Rather than encrypting and decrypting you probably just want to store the encrypted version. When someone logs on encrypt their password using the same function and compare the encryptewd string to the on you have in your DB.

Cheers

it's always a good thing to take a look in the manual first:

PASSWORD() encryption is non-reversible. PASSWORD() does not perform password encryption in the same way that Unix passwords are encrypted. See ENCRYPT(). Note: The PASSWORD() function is used by the authentication system in MySQL Server, you should NOT use it in your own applications. For that purpose, use MD5() or SHA1() instead.
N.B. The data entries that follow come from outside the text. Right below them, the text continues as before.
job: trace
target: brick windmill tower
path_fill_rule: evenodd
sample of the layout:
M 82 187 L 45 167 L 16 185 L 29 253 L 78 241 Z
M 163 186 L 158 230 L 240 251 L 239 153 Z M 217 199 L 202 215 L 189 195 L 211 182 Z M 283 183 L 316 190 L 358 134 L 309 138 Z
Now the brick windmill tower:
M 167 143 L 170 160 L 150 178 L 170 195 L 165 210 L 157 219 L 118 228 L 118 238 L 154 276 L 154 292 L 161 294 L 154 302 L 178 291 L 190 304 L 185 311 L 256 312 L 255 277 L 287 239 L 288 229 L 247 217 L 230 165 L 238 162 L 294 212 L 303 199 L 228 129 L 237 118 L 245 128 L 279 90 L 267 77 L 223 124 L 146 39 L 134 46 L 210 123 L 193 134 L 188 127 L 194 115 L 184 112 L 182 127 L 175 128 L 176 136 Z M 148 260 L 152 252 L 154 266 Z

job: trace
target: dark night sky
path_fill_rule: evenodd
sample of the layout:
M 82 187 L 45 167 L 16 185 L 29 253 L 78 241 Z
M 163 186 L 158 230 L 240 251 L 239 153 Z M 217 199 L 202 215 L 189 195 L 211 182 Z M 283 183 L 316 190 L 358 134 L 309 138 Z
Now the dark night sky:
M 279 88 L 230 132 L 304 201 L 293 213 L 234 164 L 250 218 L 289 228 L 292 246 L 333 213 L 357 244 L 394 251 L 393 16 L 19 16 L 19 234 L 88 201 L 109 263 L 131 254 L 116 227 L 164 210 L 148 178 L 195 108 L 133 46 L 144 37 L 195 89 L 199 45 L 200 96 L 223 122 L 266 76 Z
Also see RFC-2195 for more information about handling passwords and authentication securely in your application.

nevertheless i found an example [weberdev.weberdev.com] of someone who is using this function for password verification.

- hakre.

To be frank - you do not want to decrypt a password. Even if you had a working solution, it would greatly harm your security.

Instead, follow Robber's suggestion.

The crypt function would work really well. The following solution uses the first two letters of the password as salt. Finally, it only returns the last 11 characters (since the first two are the salt as plain text:

$cryptpwd = substr(crypt($pwd,substr($pwd,0,2)),2);

Now, store this value in your database. When someone logs in, simply encrypt the password the same way and compare it to the database value.